By Staff | Jan 22, 2016

When selecting basketball players, coaches value quickness, shooting ability, rebounding, versatility and size.

When romping past Urbana, 100-73, Shepherd owned vast advantages in quickness, shooting ability, rebounding, versatility and size.

The talent levels were far apart. And the score was far apart.

After the Rams scored the game’s first 11 points, it was evident that Urbana didn’t have the talent or means to find its second win in a 1-12 season.

Defense was also a Urbana shortcoming. The Blue Knights couldn’t keep the Rams from mostly doing what they planned. So free and easy was Shepherd that it would have only six turnovers in winning for the ninth time against six losses.

Urbana had 16 turnovers and was generally ineffective because Shepherd’s 6-foot-6 Ryan McTavish defended its 5-foot-10 point guard so well as to disrupt what plans ex-West Virginia University center and Blue Knights coach Rob Summers tried to implement.

Shepherd held a 46-24 lead by halftime, led by reserve guard Steffen Davis and his 13 points.

With 10:23 to play, Shepherd led, 73-43, and the only speculation left was whether the Rams might reach 100 points for the second time this season. There was no concerted effort by the Rams to get to 100. It just happened.

A.J. Carr rained second-half points on the retreating Blue Knights. He finished with 21 points after getting only four in the first half.

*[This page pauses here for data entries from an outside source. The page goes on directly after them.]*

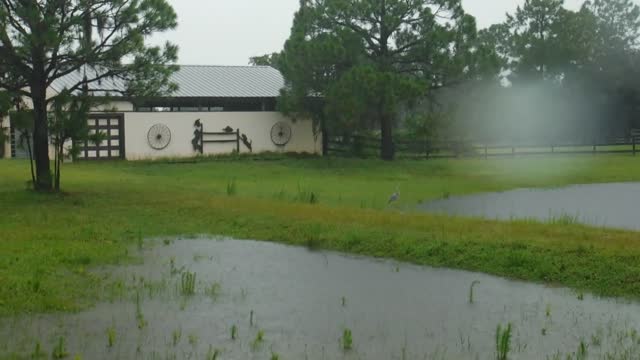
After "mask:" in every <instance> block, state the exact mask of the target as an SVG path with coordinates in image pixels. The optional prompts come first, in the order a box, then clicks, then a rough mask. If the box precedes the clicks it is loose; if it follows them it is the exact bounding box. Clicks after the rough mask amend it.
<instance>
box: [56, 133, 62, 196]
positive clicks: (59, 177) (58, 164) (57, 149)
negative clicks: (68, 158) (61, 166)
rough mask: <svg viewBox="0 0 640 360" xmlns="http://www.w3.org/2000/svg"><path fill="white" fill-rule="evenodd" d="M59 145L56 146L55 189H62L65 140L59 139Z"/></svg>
mask: <svg viewBox="0 0 640 360" xmlns="http://www.w3.org/2000/svg"><path fill="white" fill-rule="evenodd" d="M59 143H60V144H59V146H58V147H56V171H55V173H56V178H55V190H56V192H59V191H60V170H61V169H60V167H61V166H62V156H63V155H64V141H59Z"/></svg>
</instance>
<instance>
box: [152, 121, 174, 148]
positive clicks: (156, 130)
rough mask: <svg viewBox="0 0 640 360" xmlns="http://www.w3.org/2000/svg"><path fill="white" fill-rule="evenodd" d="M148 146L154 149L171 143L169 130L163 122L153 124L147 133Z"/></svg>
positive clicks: (169, 132)
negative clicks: (147, 132)
mask: <svg viewBox="0 0 640 360" xmlns="http://www.w3.org/2000/svg"><path fill="white" fill-rule="evenodd" d="M147 141H148V142H149V146H151V148H152V149H154V150H162V149H164V148H166V147H167V146H169V143H171V130H169V127H168V126H167V125H165V124H155V125H153V126H152V127H151V128H150V129H149V132H148V133H147Z"/></svg>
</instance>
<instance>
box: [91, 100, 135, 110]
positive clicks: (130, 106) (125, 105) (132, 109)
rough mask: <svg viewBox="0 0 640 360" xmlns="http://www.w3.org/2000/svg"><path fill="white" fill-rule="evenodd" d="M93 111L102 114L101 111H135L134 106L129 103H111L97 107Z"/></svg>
mask: <svg viewBox="0 0 640 360" xmlns="http://www.w3.org/2000/svg"><path fill="white" fill-rule="evenodd" d="M91 111H95V112H101V111H115V112H122V111H133V104H132V103H130V102H128V101H111V102H109V103H106V104H103V105H100V106H96V107H94V108H93V109H92V110H91Z"/></svg>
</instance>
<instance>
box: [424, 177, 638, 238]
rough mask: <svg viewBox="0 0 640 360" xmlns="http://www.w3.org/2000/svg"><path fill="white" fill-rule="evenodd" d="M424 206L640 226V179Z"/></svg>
mask: <svg viewBox="0 0 640 360" xmlns="http://www.w3.org/2000/svg"><path fill="white" fill-rule="evenodd" d="M420 209H422V210H425V211H429V212H438V213H446V214H451V215H461V216H472V217H485V218H489V219H500V220H509V219H513V218H518V219H537V220H542V221H548V220H558V221H563V220H564V221H566V220H569V221H577V222H580V223H584V224H588V225H595V226H606V227H612V228H622V229H630V230H640V183H615V184H614V183H611V184H593V185H574V186H569V187H564V188H558V189H550V190H542V189H520V190H513V191H505V192H499V193H488V194H479V195H471V196H460V197H451V198H448V199H442V200H436V201H432V202H429V203H425V204H423V205H421V206H420Z"/></svg>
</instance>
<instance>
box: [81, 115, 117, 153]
mask: <svg viewBox="0 0 640 360" xmlns="http://www.w3.org/2000/svg"><path fill="white" fill-rule="evenodd" d="M87 121H88V125H89V134H94V133H96V132H98V131H99V132H102V133H104V134H105V140H104V141H103V142H102V143H100V144H94V143H93V142H91V141H84V142H82V143H80V144H78V145H79V146H80V154H79V155H78V158H79V159H83V160H111V159H124V155H125V154H124V114H90V115H89V119H88V120H87Z"/></svg>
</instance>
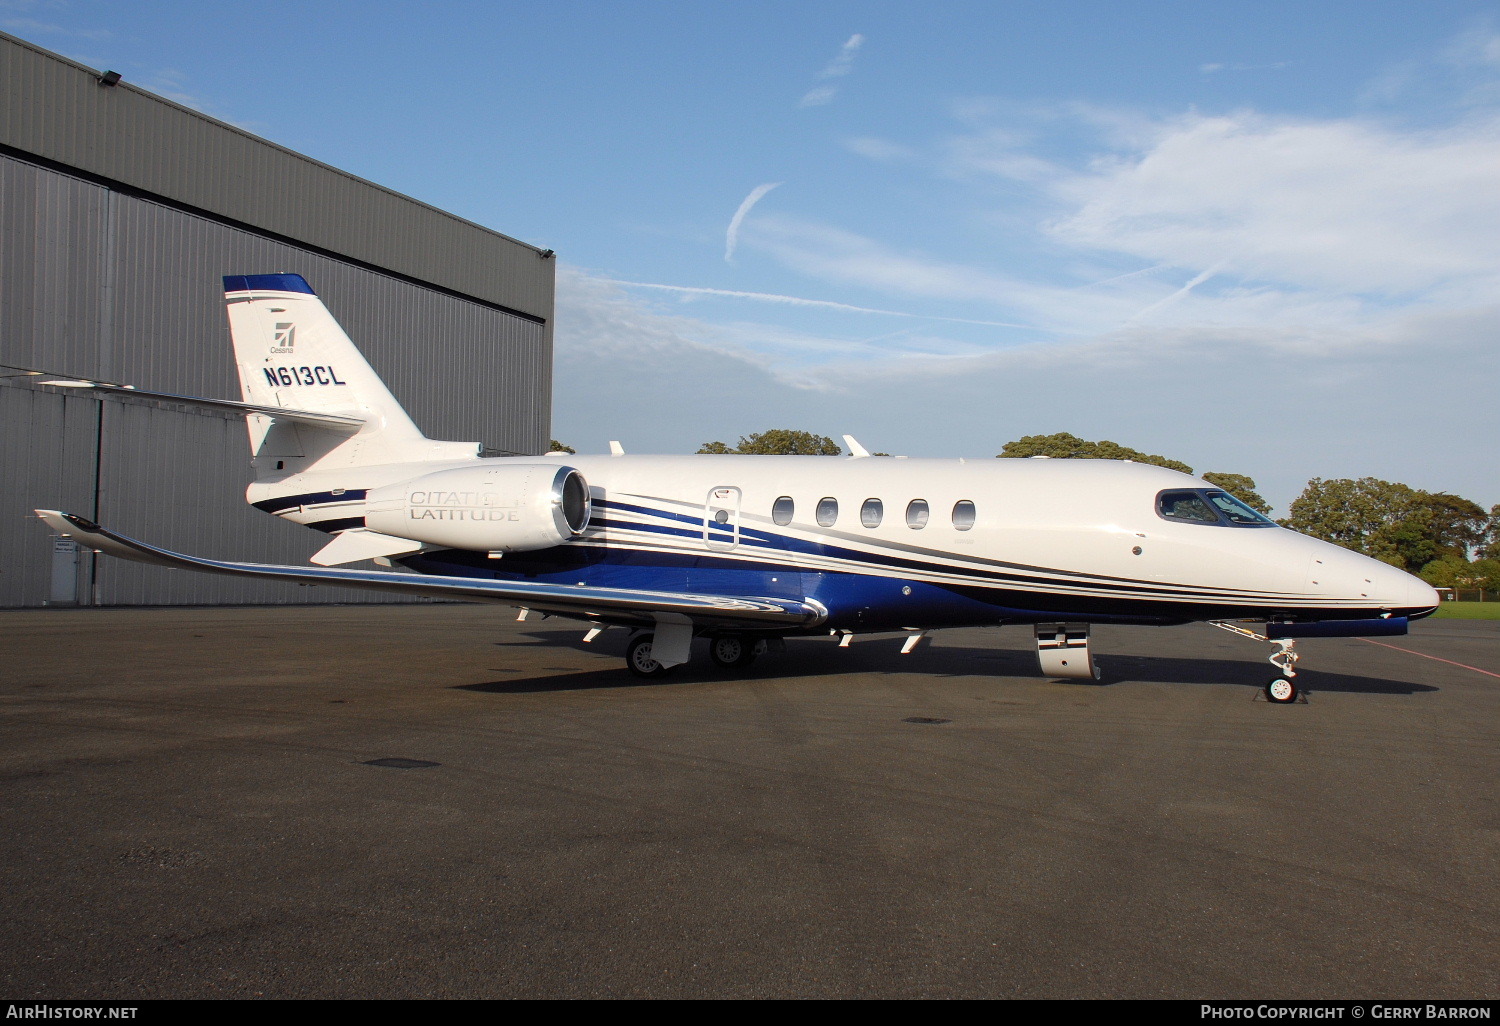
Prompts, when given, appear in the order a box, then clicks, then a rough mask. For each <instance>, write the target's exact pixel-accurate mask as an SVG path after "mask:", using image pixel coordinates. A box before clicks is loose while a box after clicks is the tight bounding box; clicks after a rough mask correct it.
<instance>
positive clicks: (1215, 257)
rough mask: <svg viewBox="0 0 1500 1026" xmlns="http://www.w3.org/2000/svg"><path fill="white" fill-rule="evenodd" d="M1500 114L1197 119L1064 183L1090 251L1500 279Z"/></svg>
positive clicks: (1490, 283) (1398, 296) (1306, 277)
mask: <svg viewBox="0 0 1500 1026" xmlns="http://www.w3.org/2000/svg"><path fill="white" fill-rule="evenodd" d="M1496 168H1500V118H1496V117H1490V118H1476V120H1472V121H1466V123H1463V124H1458V126H1454V127H1449V129H1443V130H1430V132H1398V130H1394V129H1388V127H1382V126H1379V124H1374V123H1367V121H1358V120H1326V121H1308V120H1289V118H1271V117H1265V115H1257V114H1250V113H1244V114H1236V115H1226V117H1202V115H1188V117H1184V118H1178V120H1175V121H1170V123H1166V124H1163V126H1161V130H1160V135H1158V138H1157V139H1155V142H1154V144H1152V145H1151V147H1149V148H1146V150H1145V151H1142V153H1137V154H1128V156H1122V157H1113V159H1103V160H1100V162H1098V163H1097V165H1095V166H1094V168H1089V169H1086V171H1083V172H1079V174H1073V175H1067V177H1062V178H1059V180H1056V181H1055V183H1053V184H1052V186H1050V189H1052V192H1053V195H1055V196H1056V198H1058V199H1061V201H1064V202H1067V204H1070V205H1071V207H1073V211H1071V213H1070V214H1067V216H1062V217H1059V219H1058V220H1055V222H1053V223H1052V225H1050V229H1049V231H1050V234H1052V236H1053V237H1055V239H1056V240H1059V242H1064V243H1068V245H1071V246H1076V248H1080V249H1100V251H1107V252H1116V254H1127V255H1131V257H1137V258H1140V260H1146V261H1152V263H1172V264H1175V266H1178V267H1205V266H1211V264H1220V263H1221V261H1223V263H1224V267H1226V270H1229V272H1232V273H1235V275H1239V276H1242V278H1245V279H1254V281H1262V282H1281V284H1290V285H1295V287H1301V288H1320V290H1337V291H1343V293H1352V294H1376V296H1385V297H1400V296H1412V294H1413V293H1424V291H1428V290H1445V291H1449V290H1454V288H1475V290H1479V291H1482V293H1490V291H1491V290H1494V287H1496V284H1497V281H1500V279H1497V275H1500V190H1497V189H1496V187H1494V177H1496Z"/></svg>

McTavish also strafed the Ohioans with his consistent three-point accuracy. He had 20 points.

Four other Shepherd players were able to reach double figures as the Rams went 35-for-61 (57 percent) from the field. Davis, Skyler Roman, Naim Muhammad and Winston Burgess all benefited from the 23 assists the team had. Roman was credited with nine assists and Davis had six.

Shepherd even had nine steals, the majority provided by McTavish who had four.

Moving to 9-6 overall and to its fourth straight Mountain East Conference win after opening the 2015-16 season with five consecutive league defeats, Shepherd pushed the Blue Knights farther into the conference basement with their 0-9 Mountain East mark and 1-13 overall record.

If the teams had provided players for a pick-up game, Shepherd would have had the first seven players taken, so vast was the difference in the talent of the two teams.